Last October, Zimmet cited a St. Petersburg case as a precedent that allowed Gerard to participate and vote.
It turned out that the precedent was not even close to the Gerard situation. Later, Gerard's case before the state Ethics Commission was found to have probable cause but the recommendation was to do nothing, on the basis that the lawyer (Zimmet) said it was okay, thus establishing a new and unique defense in the annals of law.
The worst position Zimmet is left in is "I was wrong." This establishes a dangerous practice that would give governments unbridled power wherein a city lawyer, always in cahoots with the governing power, gives an okay for something and no claim for ethics violation can succeed.

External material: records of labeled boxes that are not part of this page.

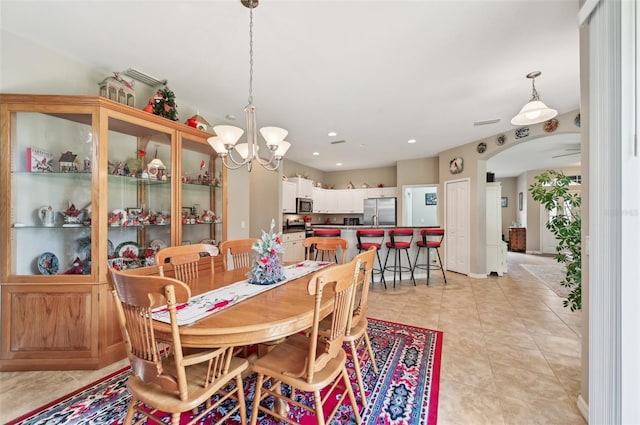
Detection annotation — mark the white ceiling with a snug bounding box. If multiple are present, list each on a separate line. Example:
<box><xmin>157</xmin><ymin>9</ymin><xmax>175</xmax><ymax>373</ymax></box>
<box><xmin>0</xmin><ymin>0</ymin><xmax>579</xmax><ymax>171</ymax></box>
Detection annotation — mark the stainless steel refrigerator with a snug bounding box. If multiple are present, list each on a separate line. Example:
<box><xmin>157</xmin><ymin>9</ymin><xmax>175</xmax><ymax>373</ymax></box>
<box><xmin>362</xmin><ymin>198</ymin><xmax>397</xmax><ymax>226</ymax></box>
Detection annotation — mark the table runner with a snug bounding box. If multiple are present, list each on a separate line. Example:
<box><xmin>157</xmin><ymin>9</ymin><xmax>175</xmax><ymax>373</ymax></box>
<box><xmin>152</xmin><ymin>260</ymin><xmax>333</xmax><ymax>326</ymax></box>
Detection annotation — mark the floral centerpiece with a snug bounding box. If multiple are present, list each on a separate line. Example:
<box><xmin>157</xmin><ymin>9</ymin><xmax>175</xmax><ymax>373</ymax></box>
<box><xmin>247</xmin><ymin>219</ymin><xmax>284</xmax><ymax>285</ymax></box>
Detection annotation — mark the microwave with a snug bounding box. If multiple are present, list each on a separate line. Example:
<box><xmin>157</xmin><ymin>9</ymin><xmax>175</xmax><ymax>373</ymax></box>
<box><xmin>296</xmin><ymin>198</ymin><xmax>313</xmax><ymax>214</ymax></box>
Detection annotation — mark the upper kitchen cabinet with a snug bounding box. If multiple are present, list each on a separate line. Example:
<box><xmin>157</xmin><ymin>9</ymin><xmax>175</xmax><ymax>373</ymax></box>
<box><xmin>282</xmin><ymin>180</ymin><xmax>298</xmax><ymax>214</ymax></box>
<box><xmin>0</xmin><ymin>94</ymin><xmax>226</xmax><ymax>370</ymax></box>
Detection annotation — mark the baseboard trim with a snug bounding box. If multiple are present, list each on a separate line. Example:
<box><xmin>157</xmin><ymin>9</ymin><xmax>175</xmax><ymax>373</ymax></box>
<box><xmin>576</xmin><ymin>394</ymin><xmax>589</xmax><ymax>423</ymax></box>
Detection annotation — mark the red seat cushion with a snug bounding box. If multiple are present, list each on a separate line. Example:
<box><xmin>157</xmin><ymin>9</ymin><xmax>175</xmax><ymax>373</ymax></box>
<box><xmin>386</xmin><ymin>242</ymin><xmax>411</xmax><ymax>249</ymax></box>
<box><xmin>313</xmin><ymin>229</ymin><xmax>340</xmax><ymax>236</ymax></box>
<box><xmin>358</xmin><ymin>242</ymin><xmax>381</xmax><ymax>250</ymax></box>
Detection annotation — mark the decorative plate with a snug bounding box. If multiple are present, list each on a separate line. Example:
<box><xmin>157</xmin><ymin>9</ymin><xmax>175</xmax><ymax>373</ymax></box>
<box><xmin>149</xmin><ymin>239</ymin><xmax>168</xmax><ymax>252</ymax></box>
<box><xmin>116</xmin><ymin>241</ymin><xmax>142</xmax><ymax>260</ymax></box>
<box><xmin>542</xmin><ymin>118</ymin><xmax>558</xmax><ymax>133</ymax></box>
<box><xmin>38</xmin><ymin>252</ymin><xmax>60</xmax><ymax>274</ymax></box>
<box><xmin>516</xmin><ymin>127</ymin><xmax>529</xmax><ymax>139</ymax></box>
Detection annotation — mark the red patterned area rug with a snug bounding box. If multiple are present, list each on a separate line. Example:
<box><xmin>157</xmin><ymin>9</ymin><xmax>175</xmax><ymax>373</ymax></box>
<box><xmin>7</xmin><ymin>319</ymin><xmax>443</xmax><ymax>425</ymax></box>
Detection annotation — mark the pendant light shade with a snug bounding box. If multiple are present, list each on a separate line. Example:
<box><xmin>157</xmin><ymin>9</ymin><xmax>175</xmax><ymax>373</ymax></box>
<box><xmin>511</xmin><ymin>71</ymin><xmax>558</xmax><ymax>125</ymax></box>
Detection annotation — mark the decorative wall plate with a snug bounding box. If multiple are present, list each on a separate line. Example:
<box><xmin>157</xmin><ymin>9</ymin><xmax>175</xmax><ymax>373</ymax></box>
<box><xmin>38</xmin><ymin>252</ymin><xmax>60</xmax><ymax>274</ymax></box>
<box><xmin>449</xmin><ymin>156</ymin><xmax>464</xmax><ymax>174</ymax></box>
<box><xmin>516</xmin><ymin>127</ymin><xmax>529</xmax><ymax>139</ymax></box>
<box><xmin>542</xmin><ymin>118</ymin><xmax>558</xmax><ymax>133</ymax></box>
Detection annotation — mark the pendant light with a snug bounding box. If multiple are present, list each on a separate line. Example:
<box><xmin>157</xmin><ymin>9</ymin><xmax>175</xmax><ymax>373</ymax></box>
<box><xmin>511</xmin><ymin>71</ymin><xmax>558</xmax><ymax>125</ymax></box>
<box><xmin>207</xmin><ymin>0</ymin><xmax>291</xmax><ymax>171</ymax></box>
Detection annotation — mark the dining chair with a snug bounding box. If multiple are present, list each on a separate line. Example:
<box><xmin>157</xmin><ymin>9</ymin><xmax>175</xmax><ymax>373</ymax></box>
<box><xmin>156</xmin><ymin>244</ymin><xmax>219</xmax><ymax>289</ymax></box>
<box><xmin>302</xmin><ymin>236</ymin><xmax>349</xmax><ymax>264</ymax></box>
<box><xmin>108</xmin><ymin>269</ymin><xmax>249</xmax><ymax>425</ymax></box>
<box><xmin>251</xmin><ymin>255</ymin><xmax>361</xmax><ymax>425</ymax></box>
<box><xmin>344</xmin><ymin>247</ymin><xmax>378</xmax><ymax>407</ymax></box>
<box><xmin>220</xmin><ymin>238</ymin><xmax>259</xmax><ymax>271</ymax></box>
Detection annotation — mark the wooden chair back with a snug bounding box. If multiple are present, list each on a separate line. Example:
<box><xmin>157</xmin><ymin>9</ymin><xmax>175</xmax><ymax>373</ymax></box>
<box><xmin>304</xmin><ymin>258</ymin><xmax>360</xmax><ymax>382</ymax></box>
<box><xmin>220</xmin><ymin>238</ymin><xmax>258</xmax><ymax>271</ymax></box>
<box><xmin>109</xmin><ymin>269</ymin><xmax>191</xmax><ymax>394</ymax></box>
<box><xmin>347</xmin><ymin>247</ymin><xmax>377</xmax><ymax>335</ymax></box>
<box><xmin>302</xmin><ymin>236</ymin><xmax>349</xmax><ymax>264</ymax></box>
<box><xmin>156</xmin><ymin>244</ymin><xmax>219</xmax><ymax>288</ymax></box>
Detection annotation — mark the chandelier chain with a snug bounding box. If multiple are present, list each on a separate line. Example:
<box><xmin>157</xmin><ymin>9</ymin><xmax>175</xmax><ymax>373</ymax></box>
<box><xmin>248</xmin><ymin>0</ymin><xmax>253</xmax><ymax>105</ymax></box>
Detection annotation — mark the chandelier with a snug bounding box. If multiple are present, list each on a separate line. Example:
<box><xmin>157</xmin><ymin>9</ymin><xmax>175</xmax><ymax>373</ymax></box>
<box><xmin>511</xmin><ymin>71</ymin><xmax>558</xmax><ymax>125</ymax></box>
<box><xmin>207</xmin><ymin>0</ymin><xmax>291</xmax><ymax>171</ymax></box>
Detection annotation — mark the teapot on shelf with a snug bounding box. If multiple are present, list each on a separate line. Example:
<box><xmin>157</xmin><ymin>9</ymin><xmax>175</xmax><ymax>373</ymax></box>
<box><xmin>38</xmin><ymin>205</ymin><xmax>56</xmax><ymax>227</ymax></box>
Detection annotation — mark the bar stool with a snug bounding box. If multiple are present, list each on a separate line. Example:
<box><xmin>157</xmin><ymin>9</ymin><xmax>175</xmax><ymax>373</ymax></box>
<box><xmin>313</xmin><ymin>229</ymin><xmax>341</xmax><ymax>238</ymax></box>
<box><xmin>383</xmin><ymin>229</ymin><xmax>416</xmax><ymax>288</ymax></box>
<box><xmin>356</xmin><ymin>229</ymin><xmax>387</xmax><ymax>289</ymax></box>
<box><xmin>413</xmin><ymin>228</ymin><xmax>447</xmax><ymax>285</ymax></box>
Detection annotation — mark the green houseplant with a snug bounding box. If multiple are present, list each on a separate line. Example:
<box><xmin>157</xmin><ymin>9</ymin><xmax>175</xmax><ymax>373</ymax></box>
<box><xmin>529</xmin><ymin>170</ymin><xmax>582</xmax><ymax>311</ymax></box>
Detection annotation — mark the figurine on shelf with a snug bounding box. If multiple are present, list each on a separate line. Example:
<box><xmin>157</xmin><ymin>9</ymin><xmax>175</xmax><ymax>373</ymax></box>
<box><xmin>60</xmin><ymin>202</ymin><xmax>82</xmax><ymax>224</ymax></box>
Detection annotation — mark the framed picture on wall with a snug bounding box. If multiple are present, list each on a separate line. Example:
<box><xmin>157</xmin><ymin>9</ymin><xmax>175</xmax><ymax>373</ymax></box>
<box><xmin>518</xmin><ymin>192</ymin><xmax>523</xmax><ymax>211</ymax></box>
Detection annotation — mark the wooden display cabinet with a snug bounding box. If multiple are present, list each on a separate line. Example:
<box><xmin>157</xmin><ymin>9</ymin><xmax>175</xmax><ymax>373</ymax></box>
<box><xmin>0</xmin><ymin>94</ymin><xmax>226</xmax><ymax>371</ymax></box>
<box><xmin>509</xmin><ymin>227</ymin><xmax>527</xmax><ymax>252</ymax></box>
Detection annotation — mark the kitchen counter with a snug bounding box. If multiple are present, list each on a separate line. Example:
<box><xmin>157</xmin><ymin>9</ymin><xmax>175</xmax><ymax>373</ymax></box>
<box><xmin>282</xmin><ymin>228</ymin><xmax>304</xmax><ymax>233</ymax></box>
<box><xmin>304</xmin><ymin>224</ymin><xmax>437</xmax><ymax>285</ymax></box>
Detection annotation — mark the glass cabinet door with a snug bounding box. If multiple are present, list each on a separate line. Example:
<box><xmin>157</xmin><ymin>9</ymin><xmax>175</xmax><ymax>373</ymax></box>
<box><xmin>106</xmin><ymin>118</ymin><xmax>172</xmax><ymax>269</ymax></box>
<box><xmin>8</xmin><ymin>108</ymin><xmax>94</xmax><ymax>276</ymax></box>
<box><xmin>180</xmin><ymin>136</ymin><xmax>222</xmax><ymax>245</ymax></box>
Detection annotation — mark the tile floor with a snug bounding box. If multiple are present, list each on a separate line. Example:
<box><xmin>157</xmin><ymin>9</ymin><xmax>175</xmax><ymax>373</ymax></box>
<box><xmin>0</xmin><ymin>252</ymin><xmax>586</xmax><ymax>425</ymax></box>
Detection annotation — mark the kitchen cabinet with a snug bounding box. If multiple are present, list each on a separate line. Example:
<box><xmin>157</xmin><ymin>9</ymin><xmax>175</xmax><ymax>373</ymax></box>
<box><xmin>282</xmin><ymin>181</ymin><xmax>298</xmax><ymax>214</ymax></box>
<box><xmin>282</xmin><ymin>232</ymin><xmax>305</xmax><ymax>263</ymax></box>
<box><xmin>0</xmin><ymin>94</ymin><xmax>227</xmax><ymax>371</ymax></box>
<box><xmin>509</xmin><ymin>227</ymin><xmax>527</xmax><ymax>252</ymax></box>
<box><xmin>486</xmin><ymin>183</ymin><xmax>507</xmax><ymax>276</ymax></box>
<box><xmin>313</xmin><ymin>187</ymin><xmax>366</xmax><ymax>214</ymax></box>
<box><xmin>312</xmin><ymin>187</ymin><xmax>327</xmax><ymax>214</ymax></box>
<box><xmin>289</xmin><ymin>177</ymin><xmax>313</xmax><ymax>199</ymax></box>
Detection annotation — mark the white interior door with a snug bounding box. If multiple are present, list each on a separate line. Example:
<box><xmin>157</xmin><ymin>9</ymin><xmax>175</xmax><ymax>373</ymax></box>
<box><xmin>444</xmin><ymin>179</ymin><xmax>470</xmax><ymax>275</ymax></box>
<box><xmin>540</xmin><ymin>204</ymin><xmax>558</xmax><ymax>254</ymax></box>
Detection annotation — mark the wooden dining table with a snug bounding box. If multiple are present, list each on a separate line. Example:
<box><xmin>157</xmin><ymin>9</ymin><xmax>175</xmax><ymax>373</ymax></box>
<box><xmin>142</xmin><ymin>262</ymin><xmax>334</xmax><ymax>348</ymax></box>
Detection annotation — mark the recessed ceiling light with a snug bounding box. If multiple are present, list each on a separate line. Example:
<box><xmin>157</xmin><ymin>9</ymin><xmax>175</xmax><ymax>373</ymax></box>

Anyone thinking of the circumstances in the Gerard conflict of interest case would come up with the scenario - probably true - that Gerard, aware of the conflict, talked to City Manager Steve Stanton about it and he brought Zimmet into the picture who then came up with the inapplicable precedent.
What is alarming is that Zimmet denies any meeting took place despite Gerard's very public testimony to the contrary.
In another shocking example of a city response to one of Holmes's requests that is at total variance with the facts, was his asking for Stanton's communications to the Charter Review Committee.
The response to that was this -
"No written correspondence was sent to the Charter Commission."
In direct contradiction of this answer is the letter dated November 23, 2005 from Stanton to the City Commission which was also sent to the Charter Commission. Obviously, a copy of any letter sent to the Charter group constitutes correspondence.
The seven-page letter outlined what Stanton thought should be in the charter. The City Commission saw to it that most of his ideas were incorporated, making a joke, in the final analysis, of the whole charter review.
These are just two examples of what Holmes's requests have unearthed. Others are currently undergoing exploration and examination.